At irregular intervals one or other of the men who had jumped me came into the hold to check the door and make certain I was still there. The first few times I answered them, demanding water, food, anything to get a brief respite from the cramped hole. But they.didn't even reply and the next time I stayed silent. It was Paddy, and he called me several times. Then he % went away and a few minutes later he came back with the Swede, the door opening and the beam of a torch blinding me. I hesitated, and then, as I moved, the door slammed in my face.

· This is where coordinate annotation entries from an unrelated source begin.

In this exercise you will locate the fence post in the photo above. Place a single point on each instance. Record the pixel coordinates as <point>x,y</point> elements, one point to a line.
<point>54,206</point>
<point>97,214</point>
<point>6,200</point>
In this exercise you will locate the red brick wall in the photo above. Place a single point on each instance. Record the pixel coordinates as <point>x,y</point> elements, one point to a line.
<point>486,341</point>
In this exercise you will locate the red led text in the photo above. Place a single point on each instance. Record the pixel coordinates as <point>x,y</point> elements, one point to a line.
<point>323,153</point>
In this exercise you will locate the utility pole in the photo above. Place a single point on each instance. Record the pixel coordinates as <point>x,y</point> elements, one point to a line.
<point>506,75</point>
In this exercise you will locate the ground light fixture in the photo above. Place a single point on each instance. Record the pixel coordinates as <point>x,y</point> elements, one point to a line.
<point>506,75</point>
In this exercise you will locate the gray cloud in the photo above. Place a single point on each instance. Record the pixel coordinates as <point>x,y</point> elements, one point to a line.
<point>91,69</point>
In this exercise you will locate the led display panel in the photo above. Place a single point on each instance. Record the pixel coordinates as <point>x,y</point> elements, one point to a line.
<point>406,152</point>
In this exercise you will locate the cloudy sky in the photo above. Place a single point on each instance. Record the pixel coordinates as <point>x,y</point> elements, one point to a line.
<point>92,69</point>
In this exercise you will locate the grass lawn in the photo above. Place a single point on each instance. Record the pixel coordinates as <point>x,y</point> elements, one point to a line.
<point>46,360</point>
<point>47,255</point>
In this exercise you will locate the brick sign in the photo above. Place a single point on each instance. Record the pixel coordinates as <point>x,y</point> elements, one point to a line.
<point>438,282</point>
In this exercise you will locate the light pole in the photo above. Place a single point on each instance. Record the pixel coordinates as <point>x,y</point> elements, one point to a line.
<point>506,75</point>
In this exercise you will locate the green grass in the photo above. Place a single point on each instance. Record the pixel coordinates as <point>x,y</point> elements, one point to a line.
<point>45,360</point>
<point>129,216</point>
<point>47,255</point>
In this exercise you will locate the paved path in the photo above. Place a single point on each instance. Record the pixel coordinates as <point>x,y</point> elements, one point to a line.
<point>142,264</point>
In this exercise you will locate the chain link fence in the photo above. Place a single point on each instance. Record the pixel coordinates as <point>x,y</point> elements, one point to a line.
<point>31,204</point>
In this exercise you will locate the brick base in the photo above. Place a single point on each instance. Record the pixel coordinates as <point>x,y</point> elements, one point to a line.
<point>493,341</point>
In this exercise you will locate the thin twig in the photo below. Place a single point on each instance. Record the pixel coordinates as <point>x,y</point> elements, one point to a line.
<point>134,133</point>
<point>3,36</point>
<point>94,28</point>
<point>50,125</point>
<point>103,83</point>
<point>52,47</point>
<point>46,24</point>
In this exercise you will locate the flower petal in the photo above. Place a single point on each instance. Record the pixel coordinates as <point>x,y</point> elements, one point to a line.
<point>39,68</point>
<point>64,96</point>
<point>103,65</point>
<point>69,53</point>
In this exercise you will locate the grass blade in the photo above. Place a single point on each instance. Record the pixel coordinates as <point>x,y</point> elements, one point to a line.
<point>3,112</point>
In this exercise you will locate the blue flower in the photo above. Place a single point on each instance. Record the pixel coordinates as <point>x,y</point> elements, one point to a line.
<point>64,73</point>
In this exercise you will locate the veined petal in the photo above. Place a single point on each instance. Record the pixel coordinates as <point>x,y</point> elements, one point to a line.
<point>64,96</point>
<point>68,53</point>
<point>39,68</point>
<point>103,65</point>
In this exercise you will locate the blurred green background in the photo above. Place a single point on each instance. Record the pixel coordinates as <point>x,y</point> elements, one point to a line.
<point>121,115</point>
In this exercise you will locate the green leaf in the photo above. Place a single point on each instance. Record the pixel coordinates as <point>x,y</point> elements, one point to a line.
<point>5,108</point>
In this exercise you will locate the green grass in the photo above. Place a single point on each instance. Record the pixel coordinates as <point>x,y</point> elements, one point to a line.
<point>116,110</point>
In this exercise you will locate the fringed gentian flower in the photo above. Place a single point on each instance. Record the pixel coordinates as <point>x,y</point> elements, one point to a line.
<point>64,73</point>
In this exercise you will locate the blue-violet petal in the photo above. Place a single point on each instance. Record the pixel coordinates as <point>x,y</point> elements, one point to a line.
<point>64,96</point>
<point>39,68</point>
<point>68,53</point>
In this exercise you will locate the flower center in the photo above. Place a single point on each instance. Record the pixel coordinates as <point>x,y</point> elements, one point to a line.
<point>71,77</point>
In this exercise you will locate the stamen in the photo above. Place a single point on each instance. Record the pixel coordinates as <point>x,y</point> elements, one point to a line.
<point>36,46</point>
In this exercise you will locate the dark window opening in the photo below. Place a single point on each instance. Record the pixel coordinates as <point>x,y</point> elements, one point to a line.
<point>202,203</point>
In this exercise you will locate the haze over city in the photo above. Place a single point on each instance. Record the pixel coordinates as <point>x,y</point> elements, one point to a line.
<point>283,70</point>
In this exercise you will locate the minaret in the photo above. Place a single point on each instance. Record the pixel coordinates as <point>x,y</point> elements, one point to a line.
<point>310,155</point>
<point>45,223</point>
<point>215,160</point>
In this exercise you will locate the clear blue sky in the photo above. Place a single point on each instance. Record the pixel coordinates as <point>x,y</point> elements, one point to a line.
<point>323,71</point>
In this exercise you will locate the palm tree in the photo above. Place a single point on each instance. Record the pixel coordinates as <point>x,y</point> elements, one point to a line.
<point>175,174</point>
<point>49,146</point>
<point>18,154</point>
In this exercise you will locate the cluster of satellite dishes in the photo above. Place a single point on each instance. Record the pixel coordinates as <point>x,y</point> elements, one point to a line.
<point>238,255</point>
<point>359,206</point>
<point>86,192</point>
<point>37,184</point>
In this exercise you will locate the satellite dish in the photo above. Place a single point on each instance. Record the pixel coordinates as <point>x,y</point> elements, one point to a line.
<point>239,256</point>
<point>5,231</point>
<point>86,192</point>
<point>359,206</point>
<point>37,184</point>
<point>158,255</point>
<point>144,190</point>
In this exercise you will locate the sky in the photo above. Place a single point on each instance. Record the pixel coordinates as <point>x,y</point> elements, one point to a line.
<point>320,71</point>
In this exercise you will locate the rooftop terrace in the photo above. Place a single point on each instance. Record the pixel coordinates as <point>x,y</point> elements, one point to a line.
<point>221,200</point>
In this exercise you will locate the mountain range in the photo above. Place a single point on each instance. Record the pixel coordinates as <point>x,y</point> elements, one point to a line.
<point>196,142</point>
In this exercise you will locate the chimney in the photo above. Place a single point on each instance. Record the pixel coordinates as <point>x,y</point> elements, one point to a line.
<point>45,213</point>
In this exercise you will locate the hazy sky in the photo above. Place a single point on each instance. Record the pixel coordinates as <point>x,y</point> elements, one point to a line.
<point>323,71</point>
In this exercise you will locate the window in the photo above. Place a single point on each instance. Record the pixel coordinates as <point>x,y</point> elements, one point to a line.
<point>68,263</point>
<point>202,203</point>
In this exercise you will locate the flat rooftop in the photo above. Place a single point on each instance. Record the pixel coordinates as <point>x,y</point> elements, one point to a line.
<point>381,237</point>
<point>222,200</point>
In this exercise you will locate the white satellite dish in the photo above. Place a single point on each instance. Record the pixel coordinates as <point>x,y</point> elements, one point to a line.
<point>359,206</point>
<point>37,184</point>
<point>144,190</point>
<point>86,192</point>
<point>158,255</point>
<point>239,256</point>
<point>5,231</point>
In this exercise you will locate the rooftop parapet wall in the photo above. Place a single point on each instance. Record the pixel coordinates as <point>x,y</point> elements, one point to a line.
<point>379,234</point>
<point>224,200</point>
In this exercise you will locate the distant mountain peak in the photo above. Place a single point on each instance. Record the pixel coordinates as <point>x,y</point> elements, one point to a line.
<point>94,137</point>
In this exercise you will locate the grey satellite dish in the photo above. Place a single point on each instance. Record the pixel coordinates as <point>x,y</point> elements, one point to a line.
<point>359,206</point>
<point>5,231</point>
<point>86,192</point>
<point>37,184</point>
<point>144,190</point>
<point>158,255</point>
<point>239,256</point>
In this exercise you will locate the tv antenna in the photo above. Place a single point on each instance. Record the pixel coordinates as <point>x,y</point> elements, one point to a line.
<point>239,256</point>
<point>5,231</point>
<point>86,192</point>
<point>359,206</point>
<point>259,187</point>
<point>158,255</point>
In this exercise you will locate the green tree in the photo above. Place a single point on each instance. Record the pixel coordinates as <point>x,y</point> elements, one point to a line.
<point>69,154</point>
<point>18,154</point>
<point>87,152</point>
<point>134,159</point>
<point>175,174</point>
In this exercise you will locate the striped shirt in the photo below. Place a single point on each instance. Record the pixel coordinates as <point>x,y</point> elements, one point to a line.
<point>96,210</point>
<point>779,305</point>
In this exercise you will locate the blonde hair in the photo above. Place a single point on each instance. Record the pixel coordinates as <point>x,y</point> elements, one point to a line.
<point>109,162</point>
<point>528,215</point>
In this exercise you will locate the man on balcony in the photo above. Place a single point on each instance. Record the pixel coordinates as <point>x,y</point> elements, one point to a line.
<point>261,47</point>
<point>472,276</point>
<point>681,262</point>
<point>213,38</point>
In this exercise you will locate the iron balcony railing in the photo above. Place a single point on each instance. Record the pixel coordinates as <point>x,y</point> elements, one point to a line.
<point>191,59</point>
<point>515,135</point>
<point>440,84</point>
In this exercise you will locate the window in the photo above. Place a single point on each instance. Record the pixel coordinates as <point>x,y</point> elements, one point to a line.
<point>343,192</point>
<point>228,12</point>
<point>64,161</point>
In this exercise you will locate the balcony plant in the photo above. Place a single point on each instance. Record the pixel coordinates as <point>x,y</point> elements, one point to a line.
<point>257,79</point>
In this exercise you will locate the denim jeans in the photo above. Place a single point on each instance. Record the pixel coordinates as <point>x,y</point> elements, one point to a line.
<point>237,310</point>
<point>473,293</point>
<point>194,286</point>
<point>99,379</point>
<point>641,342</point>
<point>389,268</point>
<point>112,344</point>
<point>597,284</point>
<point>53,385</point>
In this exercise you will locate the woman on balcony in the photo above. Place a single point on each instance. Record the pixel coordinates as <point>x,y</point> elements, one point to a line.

Shortly after midday the door was opened again and a mug of beer with a thick wadge of ham and bread was set down in a coil of the chain, the Swede watching me all the time. I tried asking about the weather, anything to get them talking, but they didn't answer. I knew the weather was worsening. There was considerably more movement, the bows lifting and falling so violently that at times I had to grip hold of the chain, otherwise my body was left suspended for an instant to be slammed down on the hard steel links as we hit the troughs. Sometimes I thought I could hear the wind. I could certainly hear when the seas broke, could feel them, too, as the vessel staggered, flinging me against the wooden side of the chain locker. It was after a particularly bad slam that the ship came alive with the prop turning, the sound of it merging with the increased power from the engine to produce a steady vibration transmitted through the timbers.